Data manage mechanism about VTA

D_Shang · November 8, 2018, 10:37am

Hi @thierry , In the fifth demo 2D Convolution Optimization in your website, I knew the data reshape methods in VTA, but how does the VTA manage the data, when to load and when to store?
Thanks！

thierry · November 10, 2018, 5:52pm

The matrix multiplication blocking tutorial should give you a good idea on how this works: https://docs.tvm.ai/vta/tutorials/matrix_multiply_opt.html#sphx-glr-vta-tutorials-matrix-multiply-opt-py

The key is to tile your computation and insert the compute_at schedule primitives at the right places. Let me know if you’d like me to elaborate further.

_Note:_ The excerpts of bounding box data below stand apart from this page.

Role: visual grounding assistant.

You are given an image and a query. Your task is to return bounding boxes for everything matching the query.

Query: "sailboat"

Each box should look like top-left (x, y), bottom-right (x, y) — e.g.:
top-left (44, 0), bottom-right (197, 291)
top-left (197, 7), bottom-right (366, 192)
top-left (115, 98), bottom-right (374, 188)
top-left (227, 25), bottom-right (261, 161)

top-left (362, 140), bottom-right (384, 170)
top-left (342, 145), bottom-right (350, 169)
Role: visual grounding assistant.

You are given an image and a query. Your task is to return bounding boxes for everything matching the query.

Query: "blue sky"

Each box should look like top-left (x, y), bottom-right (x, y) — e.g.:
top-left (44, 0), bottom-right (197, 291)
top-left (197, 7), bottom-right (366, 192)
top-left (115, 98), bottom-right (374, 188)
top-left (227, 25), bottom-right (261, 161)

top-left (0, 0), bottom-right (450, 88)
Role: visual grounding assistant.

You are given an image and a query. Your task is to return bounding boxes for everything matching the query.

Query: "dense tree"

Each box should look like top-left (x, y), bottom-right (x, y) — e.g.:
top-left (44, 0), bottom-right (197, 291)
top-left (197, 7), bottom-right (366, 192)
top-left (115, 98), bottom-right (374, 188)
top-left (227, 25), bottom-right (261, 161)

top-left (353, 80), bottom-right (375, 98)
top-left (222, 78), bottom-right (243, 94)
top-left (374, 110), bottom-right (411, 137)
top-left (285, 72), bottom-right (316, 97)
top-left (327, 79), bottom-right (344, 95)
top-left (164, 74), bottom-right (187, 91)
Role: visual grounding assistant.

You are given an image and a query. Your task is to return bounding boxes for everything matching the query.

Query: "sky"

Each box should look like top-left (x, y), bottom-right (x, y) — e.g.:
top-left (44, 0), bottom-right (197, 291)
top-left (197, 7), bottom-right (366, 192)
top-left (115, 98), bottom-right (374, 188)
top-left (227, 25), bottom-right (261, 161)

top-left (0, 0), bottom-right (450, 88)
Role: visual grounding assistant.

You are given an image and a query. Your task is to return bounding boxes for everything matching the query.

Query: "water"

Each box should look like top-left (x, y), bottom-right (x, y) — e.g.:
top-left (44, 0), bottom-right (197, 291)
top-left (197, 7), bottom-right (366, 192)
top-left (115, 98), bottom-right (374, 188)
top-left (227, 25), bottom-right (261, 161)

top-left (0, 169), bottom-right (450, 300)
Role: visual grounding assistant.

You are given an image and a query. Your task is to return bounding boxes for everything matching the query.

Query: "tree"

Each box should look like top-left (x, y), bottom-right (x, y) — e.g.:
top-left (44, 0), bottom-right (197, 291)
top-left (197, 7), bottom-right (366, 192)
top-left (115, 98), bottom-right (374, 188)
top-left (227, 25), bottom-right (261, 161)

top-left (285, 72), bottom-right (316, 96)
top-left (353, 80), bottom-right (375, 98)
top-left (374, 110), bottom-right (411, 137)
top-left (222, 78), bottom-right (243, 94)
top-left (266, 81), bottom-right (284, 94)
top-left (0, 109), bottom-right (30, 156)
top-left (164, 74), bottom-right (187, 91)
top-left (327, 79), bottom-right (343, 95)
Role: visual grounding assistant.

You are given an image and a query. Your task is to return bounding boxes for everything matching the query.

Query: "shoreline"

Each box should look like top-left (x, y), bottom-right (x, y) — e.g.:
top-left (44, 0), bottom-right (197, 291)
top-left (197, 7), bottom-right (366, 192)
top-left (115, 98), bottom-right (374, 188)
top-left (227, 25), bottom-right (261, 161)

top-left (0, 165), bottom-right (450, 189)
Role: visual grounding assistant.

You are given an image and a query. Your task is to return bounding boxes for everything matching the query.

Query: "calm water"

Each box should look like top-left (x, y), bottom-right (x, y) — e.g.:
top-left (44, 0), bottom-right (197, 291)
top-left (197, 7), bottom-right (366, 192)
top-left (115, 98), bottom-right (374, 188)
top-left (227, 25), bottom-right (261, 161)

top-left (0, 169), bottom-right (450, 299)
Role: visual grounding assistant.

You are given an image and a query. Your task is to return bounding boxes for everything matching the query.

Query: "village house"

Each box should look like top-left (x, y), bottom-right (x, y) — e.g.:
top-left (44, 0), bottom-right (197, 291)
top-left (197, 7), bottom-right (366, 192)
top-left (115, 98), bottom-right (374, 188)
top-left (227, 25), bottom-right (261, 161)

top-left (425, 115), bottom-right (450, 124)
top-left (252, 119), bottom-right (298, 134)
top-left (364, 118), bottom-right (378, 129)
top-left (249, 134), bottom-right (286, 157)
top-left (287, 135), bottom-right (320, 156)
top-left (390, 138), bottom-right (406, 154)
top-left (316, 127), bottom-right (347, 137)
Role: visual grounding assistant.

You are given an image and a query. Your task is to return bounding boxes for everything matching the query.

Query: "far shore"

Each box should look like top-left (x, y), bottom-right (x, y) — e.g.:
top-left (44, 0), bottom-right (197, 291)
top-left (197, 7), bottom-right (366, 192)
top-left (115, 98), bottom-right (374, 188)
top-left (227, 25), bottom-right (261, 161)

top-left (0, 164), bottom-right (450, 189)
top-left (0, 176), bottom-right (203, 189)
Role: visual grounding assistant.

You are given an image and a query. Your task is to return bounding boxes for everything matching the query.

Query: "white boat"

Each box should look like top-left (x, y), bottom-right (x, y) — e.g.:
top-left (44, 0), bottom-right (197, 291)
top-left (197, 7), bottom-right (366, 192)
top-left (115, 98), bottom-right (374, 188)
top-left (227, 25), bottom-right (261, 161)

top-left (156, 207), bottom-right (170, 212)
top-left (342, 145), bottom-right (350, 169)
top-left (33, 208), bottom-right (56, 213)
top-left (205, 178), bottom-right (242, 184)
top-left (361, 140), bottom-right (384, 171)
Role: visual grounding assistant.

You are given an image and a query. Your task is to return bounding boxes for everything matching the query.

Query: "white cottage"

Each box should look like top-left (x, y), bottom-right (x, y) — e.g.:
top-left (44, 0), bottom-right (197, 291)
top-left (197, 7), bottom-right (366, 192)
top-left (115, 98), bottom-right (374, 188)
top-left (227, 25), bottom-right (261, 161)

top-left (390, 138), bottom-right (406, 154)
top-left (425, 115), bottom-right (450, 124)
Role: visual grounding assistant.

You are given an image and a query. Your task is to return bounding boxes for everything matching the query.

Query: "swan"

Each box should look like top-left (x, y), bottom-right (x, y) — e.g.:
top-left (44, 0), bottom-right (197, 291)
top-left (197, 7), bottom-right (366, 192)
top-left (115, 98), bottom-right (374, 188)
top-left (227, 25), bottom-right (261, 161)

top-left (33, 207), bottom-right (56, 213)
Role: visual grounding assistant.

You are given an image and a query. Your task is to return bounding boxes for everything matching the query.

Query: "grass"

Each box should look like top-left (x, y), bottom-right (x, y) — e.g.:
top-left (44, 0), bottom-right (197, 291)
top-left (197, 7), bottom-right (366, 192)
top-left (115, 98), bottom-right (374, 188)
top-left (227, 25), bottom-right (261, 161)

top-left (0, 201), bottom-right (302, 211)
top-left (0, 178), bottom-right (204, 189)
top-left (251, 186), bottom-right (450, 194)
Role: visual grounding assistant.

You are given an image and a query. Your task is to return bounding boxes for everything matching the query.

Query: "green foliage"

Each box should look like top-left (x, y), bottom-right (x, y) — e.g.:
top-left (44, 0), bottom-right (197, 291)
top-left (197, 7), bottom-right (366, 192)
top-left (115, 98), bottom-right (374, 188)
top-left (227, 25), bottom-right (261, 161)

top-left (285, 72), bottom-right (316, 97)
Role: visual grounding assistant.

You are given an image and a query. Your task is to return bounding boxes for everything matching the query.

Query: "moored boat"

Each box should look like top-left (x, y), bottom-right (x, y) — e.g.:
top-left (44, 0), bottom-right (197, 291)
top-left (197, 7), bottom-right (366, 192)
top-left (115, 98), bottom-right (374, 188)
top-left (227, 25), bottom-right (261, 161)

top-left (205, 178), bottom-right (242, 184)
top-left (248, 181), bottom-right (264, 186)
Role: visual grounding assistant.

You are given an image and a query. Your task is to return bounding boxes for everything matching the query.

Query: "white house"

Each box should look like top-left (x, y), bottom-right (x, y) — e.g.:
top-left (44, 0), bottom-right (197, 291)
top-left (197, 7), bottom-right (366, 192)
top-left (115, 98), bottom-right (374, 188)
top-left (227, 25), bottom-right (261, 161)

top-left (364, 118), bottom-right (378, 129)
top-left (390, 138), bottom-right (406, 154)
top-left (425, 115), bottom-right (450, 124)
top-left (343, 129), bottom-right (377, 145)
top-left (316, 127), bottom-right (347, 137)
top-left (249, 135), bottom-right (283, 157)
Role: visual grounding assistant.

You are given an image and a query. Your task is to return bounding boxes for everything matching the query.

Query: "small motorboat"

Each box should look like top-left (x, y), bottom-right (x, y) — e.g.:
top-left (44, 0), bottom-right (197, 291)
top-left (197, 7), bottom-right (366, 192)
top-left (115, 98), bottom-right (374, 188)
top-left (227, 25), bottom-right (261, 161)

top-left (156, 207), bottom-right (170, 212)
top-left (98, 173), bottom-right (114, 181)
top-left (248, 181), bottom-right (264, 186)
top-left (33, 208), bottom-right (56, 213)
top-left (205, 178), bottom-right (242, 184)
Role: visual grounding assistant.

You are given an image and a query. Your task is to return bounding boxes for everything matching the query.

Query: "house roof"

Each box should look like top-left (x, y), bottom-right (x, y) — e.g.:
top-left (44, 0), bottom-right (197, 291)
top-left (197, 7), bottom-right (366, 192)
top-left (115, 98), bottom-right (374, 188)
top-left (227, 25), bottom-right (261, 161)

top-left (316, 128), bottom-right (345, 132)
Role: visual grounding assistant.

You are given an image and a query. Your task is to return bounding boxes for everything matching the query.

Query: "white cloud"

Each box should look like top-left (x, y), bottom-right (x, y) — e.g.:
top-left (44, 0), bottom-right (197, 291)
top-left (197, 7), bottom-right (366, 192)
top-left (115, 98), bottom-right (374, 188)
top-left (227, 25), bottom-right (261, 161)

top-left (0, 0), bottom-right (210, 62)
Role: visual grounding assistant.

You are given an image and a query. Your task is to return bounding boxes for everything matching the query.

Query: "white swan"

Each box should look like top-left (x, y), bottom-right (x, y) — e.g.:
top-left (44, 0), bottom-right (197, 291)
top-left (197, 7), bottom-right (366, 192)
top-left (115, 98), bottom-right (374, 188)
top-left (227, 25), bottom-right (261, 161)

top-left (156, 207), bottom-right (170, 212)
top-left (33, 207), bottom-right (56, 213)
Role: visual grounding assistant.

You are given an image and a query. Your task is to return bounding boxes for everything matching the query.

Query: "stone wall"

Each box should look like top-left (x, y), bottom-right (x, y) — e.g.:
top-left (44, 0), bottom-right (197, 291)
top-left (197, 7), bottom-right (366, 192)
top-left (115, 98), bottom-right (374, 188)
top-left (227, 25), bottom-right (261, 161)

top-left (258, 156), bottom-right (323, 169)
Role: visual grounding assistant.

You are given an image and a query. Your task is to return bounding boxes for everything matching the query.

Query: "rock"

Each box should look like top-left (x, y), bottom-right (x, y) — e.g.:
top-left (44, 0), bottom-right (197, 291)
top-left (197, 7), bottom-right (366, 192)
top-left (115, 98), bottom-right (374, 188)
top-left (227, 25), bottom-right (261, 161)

D_Shang · November 12, 2018, 6:47am

Thank you very much! @thierry I think your thought include three steps:
(1) spilt output channels and feature map, then reorder
(2) “compute_at” schedule
(3) spilt input channels and feature map, then reorder
Is that right?

My questions:
(1) why did you put the “ic.outer” at that position?

(2) Are the formats of data feature map, kernel and output feature map the same? Is the “Blocking the Computation” formats the same? Are all 2D Convolution Optimization method the same as the fifth example?

(3)when the input feature map is 2828128, kernel is 12833128(stride=1) and the output feature map is 2828*128, what’s the tiling parameters? how can I decide the tiling parameters for different layers?

(4) How is the wgt organized in off-chip memory(DRAM) in the “2D Convolution Optimization” demo?

Thanks!

D_Shang · November 13, 2018, 1:43am

Does it mean that I can set any tile parameters and loop order as long as the size of BRAM buffer and the one- cycle-calculation scale of GEMM and ALU are not exceeded?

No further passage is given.